Investors have struggled to understand the investment case for Greencore in the US, according to its CFO, as the sandwich maker sought to reassure the market this week following a profits warning.

Greencore lost a third of its value in March after announcing a profits warning relating to its US business and a restructuring of the division.

It announced on Tuesday that underused US factories, capacity problems and exchange rates helped drive Greencore to a first half loss of £18.1m compared with a profit of £11.7m in the same period last year amid exceptional pre-tax costs of £53.1m.

However, these issues primarily related to its legacy US business. The performance of its more recently acquired Peacock Foods arm, which accounts for 80% of US revenues, was more robust. Overall, its US business saw a first-half sales rise of 5.8% and a 48.2% rise in adjusted operating profits.

“A lot of food companies would do anything for the performance the old Peacock business is showing,” said CFO Eoin Tonge. He acknowledged the profits warning had shaken the market’s confidence in Greencore’s US business and that investors “undoubtedly” did not yet understand the investment case for the business in North America.
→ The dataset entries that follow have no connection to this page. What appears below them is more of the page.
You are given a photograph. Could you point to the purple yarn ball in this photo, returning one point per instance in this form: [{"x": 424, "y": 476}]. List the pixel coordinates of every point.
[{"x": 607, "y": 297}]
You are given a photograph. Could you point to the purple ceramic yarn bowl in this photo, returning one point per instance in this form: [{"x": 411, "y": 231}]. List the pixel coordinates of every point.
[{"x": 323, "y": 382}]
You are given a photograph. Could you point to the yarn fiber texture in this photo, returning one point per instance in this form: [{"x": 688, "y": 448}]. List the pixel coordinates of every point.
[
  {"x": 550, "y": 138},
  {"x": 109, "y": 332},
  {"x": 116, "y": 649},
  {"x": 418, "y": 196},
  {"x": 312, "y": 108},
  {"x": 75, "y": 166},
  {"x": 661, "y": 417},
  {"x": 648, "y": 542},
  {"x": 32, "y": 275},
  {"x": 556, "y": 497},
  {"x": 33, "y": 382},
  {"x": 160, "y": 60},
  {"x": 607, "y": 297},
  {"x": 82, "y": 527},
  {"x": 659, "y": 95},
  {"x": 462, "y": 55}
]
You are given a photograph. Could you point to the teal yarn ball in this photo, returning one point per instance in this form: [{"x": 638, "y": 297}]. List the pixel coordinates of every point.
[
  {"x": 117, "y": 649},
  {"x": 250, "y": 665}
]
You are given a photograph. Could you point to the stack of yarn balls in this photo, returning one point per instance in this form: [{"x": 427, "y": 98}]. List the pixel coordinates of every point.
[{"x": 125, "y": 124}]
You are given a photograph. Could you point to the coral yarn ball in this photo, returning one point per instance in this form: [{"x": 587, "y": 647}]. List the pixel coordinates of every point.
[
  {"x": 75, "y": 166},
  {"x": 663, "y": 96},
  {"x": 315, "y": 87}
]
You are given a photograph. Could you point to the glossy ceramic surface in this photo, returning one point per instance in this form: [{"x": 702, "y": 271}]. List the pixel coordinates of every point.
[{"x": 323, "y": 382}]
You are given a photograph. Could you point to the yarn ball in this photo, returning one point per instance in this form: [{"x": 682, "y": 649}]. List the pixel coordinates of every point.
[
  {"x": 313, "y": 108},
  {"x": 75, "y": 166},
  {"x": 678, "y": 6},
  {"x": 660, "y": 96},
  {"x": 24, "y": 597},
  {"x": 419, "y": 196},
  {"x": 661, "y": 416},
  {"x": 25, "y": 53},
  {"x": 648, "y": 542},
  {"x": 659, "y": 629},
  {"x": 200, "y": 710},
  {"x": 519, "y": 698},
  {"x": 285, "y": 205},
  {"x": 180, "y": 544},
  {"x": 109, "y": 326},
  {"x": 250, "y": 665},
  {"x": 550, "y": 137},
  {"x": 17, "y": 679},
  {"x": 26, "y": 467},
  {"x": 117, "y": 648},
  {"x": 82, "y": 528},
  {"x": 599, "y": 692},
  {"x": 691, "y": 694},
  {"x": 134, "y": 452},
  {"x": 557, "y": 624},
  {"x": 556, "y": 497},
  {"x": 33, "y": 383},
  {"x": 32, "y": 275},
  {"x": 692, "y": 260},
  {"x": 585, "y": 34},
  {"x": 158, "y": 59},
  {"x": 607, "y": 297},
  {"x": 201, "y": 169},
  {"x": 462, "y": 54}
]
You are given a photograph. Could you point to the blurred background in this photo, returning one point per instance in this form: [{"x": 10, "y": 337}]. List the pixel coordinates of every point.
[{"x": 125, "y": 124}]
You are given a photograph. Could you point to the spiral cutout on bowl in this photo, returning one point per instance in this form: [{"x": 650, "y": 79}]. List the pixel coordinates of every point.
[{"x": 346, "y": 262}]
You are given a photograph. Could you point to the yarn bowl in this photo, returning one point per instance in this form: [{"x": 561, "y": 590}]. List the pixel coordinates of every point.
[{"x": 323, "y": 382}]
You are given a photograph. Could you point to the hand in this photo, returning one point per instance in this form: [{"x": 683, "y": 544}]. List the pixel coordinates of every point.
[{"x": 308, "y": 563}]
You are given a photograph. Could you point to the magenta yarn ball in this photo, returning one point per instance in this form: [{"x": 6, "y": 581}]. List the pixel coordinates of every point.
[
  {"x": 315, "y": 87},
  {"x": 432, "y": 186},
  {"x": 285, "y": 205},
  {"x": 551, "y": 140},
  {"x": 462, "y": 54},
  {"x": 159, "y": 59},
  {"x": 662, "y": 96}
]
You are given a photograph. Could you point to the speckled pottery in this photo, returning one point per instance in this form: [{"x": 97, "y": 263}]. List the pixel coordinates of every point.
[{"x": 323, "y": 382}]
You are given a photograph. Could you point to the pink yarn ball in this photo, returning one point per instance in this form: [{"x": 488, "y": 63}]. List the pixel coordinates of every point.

“It has been hard to see the good news in the midst of all the bad news,” he said.

Greencore’s shares had previously been hit after key customer Tyson Foods bought sandwich maker AdvancePierre Foods in April last year.

“We’re mindful that it’s hard for investors to weave through those complications and understand exactly what the core investment case is,” said Tonge. “You can never be definitive in saying there’s no more bad news to come, but it feels that the overall position is more solid.”

The business announced it would divest its under-capacity Rhode Island factory rather than repurpose it despite several enquires from customers about utilising the site. Tonge said the time-scale involved in repurposing the factory meant selling it made more sense for the business.

The Rhode Island site had been written down in the accounts to a “mid single-digit figure”, but Greencore hopes to recoup more in a sales process.

In the UK, Greencore was hit by slowing second quarter sales, flat year-on-year, driven by the cold weather, though UK pro-forma revenues were up 8.2% overall in the first half.

Broker SocGen noted that Greencore was a supplier to both Asda and Sainsbury’s and could be affected by the merger of the two supermarkets. But it concluded: “Own-label suppliers should be less-hard hit than branded ones.”

“After the Ides of March, comes the Rite of Spring,” commented broker Jefferies. “The challenge in the second half persists…. But with Greencore carrying positive momentum, it’s a challenge we think they can rise to.”

Greencore shares jumped up 6% to 164.6p on Tuesday and had risen to 185.8p by Thursday - above the level the shares were trading at before March’s profits warning.

Separately, Poundland has announced a partnership with Greencore to provide chilled food in stores across the UK.

The discounter said the deal would improve its chilled offering after the previous supplier, believed to be Kerryfresh, entered administration in March.